On December 22, 1996, an Airborne Express DC-8 N827AX with 6 crewmembers on board (3 flight crew and 3 maintenance/avionics technicians) crashed in mountainous terrain in the vicinity of Narrows, Virginia. The crash was the result of the crew’s failure to fully recover from a stall that they had intentionally initiated as part of a Functional Evaluation Flight (FEF), which was required after modifications had been performed on the aircraft. Although this accident involved a modern jet airliner, there are valuable lessons to be learned for pilots of any aircraft.
The crew of this DC-8, N827AX, departed from Piedmont Triad airport in Greensboro, North Carolina late in the afternoon of December 22. They had planned to depart earlier, but maintenance delayed their takeoff time. ATC assigned them a block altitude of 13,000 to 15,000 feet mean sea level for the checks they needed to perform. About 13 minutes before the crew initiated the stall, they had reported flying in and out of some clouds and had reported some ice build-up, but cockpit voice recordings indicated that they were clear of icing conditions before the stall was initiated. The extent of any ice build up on the aircraft at the time of the stall is unclear. It was also dark outside when the crew initiated the stall, so outside visual attitude references were limited. Guidance on FEF profiles at the time recommended that maneuvers such as stall series be performed during the daylight hours.
After other checks had been completed, the crew decided to initiate the stall series. The plan was to record the airspeed at which the stick shaker activated and the airspeed of the first stall indication. At that point, they would recover from the stall. They expected a stick shaker at 128 knots and first indication of the stall at 122 knots. The approach to stall was uneventful, as the pilot slowed the aircraft down at about 1 knot per second. The PF (pilot flying) noted “some buffet” at 151 knots at 18.08:06, and the crew commented that this was early for buffet (Whether this was due to some ice build-up or the fact that the control surfaces had been re-rigged during maintenance is unclear). At 18.08:09, the sound of rattling was heard on the cockpit voice recorder. At 18.08:11 the flight engineer stated “that’s a stall right there…ain’t no [stick] shaker.” The PF called “set max power” at 18.08:13. Perhaps confusing to the crew was the fact not only that the stall occurred at a higher than expected airspeed, but also that the stick shaker failed to activate. For the next 8 seconds, the PF continued to hold the nose up, maintaining a relatively constant pitch attitude. Popping sounds were also heard coming from one or more of the engines, and engine indications of surging were present, which can happen when airflow into the engine intakes is at an excessive angle. Airspeed continued to decay, and the aircraft began descending as the stall progressed. At 18.08:30 the PNF (pilot not flying) stated “You can take a little altitude down…” He was implying to the PF to push forward on the yoke. But at 18.08:42, he added, “Start bringing the nose back up.” For the next 56 seconds, the DC-8 continued descending and began a series of roll reversals. At times, the PF did move the control column forward somewhat, but the data recorder indicated several instances where the control column was full aft, which corresponded with un-commanded aircraft downward pitches. The crew failed to recover from the stall and impacted terrain at approximately 3400 feet mean sea level in a 52-degree, left wing low and 26-degree nose-down attitude.
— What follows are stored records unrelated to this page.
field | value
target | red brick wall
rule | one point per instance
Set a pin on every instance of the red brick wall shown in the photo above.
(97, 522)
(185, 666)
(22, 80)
Complicating successful recovery was the lack of outside visual references. Further, once the aircraft began to descend, it entered IMC conditions and remained there until shortly before impact. Most civilian aircraft do not have any on-board angle-of-attack visual reference, despite the fact that most military aircraft have such references. Angle-of-attack indicators and their associated equipment are not complicated devices, and many official agencies have recommended repeatedly that they be installed in airliners. It is possible that, without adequate visual references of pitch attitude or angle-of-attack, and with an inoperative stick shaker, that the crew of this DC-8 may not have realized in the descent that the aircraft was still stalled. It appeared as though their priority may have shifted from a stall recovery to a nose-low unusual attitude recovery as they retarded the engines toward idle, pulled the yoke well aft as the nose pitched down, and attempted to roll wings level at one point with full left rudder deflection as the aircraft rolled to over 100 degrees of right bank.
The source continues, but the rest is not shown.